With the U.S. jobless rate stuck near 10 percent while China is again running up big trade surpluses, some analysts see chances for legislation as more likely now than at any time in the recent past.
But the prospects for bringing the issue to a vote before the November 2 election are dimmed by the tight legislative timetable, with both chambers due to recess by mid-October to allow lawmakers to return home to campaign.
“Congress might push a bill but my sense is this is largely rhetoric and political posturing designed primarily for a domestic audience,” said Marc Chandler, global head of currency strategy at Brown Brothers Harriman in New York.
“LONG OVERDUE”
Geithner said China, whose yuan has risen only slightly against the dollar since Beijing announced the end to its currency peg in June, needs to do more.
“China needs to allow significant, sustained appreciation over time to correct this undervaluation and allow the exchange rate to fully reflect market forces,” he said.
But it was unclear whether Geithner’s get-tough talk would be enough to overcome skepticism in Congress over the administration’s approach and head off a bill that would slap punitive duties on Chinese goods.
Senate Banking Committee Chairman Christopher Dodd told Geithner the time for action was “long overdue.”
“China does basically whatever it wants while we grow weaker and they grow stronger. We clearly need concrete action here,” he said.
Senator Richard Shelby, the committee’s most senior Republican, said: “There is no question that China manipulates its currency in order to subsidize its exports. The only question is: Why is the administration protecting China by refusing to designate it as a currency manipulator?”
Geithner made clear that U.S. patience on China’s currency policy was wearing thin but said only that the valuation of the yuan would be taken into account when the Treasury Department issues its report in mid-October.
The administration has so far refrained from officially accusing China of manipulating its currency for unfair advantage, which would open the door to U.S. trade sanctions.
Geithner also appeared to be looking for breathing room for the administration to try to squeeze concessions from the Chinese before frustrated lawmakers press ahead with a bill that would force its hand.
China’s move to free the yuan from a nearly two-year-old peg to the dollar in June came a week ahead of a meeting of Group of 20 leaders in Canada.
RETALIATION POSSIBLE
China could retaliate if Congress actually passes legislation.

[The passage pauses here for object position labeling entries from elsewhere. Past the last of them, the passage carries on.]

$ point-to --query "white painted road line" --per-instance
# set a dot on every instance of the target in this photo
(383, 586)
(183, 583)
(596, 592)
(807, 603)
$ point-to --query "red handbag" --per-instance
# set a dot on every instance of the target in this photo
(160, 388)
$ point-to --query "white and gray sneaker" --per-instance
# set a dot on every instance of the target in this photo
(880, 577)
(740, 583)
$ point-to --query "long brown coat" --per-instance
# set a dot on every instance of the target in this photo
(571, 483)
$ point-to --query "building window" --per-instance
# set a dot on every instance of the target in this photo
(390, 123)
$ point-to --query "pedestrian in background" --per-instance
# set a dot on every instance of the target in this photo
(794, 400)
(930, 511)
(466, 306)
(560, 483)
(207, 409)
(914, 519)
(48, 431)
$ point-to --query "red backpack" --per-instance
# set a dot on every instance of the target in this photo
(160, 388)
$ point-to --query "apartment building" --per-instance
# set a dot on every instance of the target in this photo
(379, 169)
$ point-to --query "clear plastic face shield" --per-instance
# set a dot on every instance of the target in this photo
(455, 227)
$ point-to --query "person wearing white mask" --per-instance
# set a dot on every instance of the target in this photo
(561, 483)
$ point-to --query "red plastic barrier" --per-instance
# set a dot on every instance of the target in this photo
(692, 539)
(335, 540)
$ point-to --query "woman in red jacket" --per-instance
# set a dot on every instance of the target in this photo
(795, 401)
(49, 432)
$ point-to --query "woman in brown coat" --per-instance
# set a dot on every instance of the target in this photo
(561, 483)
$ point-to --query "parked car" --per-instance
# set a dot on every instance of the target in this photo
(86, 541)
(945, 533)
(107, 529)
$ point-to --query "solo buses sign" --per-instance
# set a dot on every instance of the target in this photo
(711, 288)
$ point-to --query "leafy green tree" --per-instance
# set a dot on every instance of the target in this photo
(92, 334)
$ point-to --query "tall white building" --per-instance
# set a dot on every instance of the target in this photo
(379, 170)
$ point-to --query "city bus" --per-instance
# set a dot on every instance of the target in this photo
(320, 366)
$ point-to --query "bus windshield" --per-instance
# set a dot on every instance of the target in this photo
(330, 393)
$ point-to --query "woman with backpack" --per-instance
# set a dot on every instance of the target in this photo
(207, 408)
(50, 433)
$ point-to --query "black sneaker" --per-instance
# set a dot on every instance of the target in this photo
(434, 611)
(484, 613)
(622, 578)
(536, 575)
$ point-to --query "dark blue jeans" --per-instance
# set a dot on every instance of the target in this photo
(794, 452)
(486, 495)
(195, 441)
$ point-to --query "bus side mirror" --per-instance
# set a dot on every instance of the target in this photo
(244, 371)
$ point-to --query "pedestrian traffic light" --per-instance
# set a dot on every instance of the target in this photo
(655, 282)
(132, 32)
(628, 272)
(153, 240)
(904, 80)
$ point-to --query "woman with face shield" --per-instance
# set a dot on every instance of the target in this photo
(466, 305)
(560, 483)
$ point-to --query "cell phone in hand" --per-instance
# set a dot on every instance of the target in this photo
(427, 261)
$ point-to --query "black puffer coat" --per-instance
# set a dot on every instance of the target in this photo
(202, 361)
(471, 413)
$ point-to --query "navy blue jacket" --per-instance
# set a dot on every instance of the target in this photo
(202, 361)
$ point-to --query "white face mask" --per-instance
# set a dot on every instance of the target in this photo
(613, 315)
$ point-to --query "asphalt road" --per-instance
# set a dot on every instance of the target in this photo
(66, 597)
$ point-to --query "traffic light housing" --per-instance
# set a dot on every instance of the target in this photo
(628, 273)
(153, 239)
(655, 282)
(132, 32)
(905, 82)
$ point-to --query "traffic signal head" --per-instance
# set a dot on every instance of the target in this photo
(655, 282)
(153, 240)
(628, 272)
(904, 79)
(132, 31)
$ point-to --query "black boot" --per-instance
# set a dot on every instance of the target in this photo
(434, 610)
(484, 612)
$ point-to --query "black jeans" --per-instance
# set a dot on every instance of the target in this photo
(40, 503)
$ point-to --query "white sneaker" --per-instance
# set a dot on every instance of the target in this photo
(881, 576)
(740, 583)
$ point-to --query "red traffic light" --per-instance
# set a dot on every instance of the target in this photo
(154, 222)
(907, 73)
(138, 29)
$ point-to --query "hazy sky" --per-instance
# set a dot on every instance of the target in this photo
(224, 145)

A trade war between the world’s two largest economies would be a serious blow to Obama’s effort to ease strains on a range of economic and foreign policy disputes.
The yuan has risen only about 1.25 percent against the dollar since ended the currency peg in June. In the past six days, however, the yuan has scored its fastest rise since February 2008 — a move that some analysts view as a response to growing U.S. rhetoric.
The Obama administration faces a delicate balancing act. It wants to pay homage to American resentment over Chinese trade practices but must avoid alienating Beijing, whose diplomatic support is needed to tackle nuclear standoffs with Iran and North Korea.
Washington is also mindful that Beijing holds massive amounts of U.S. debt.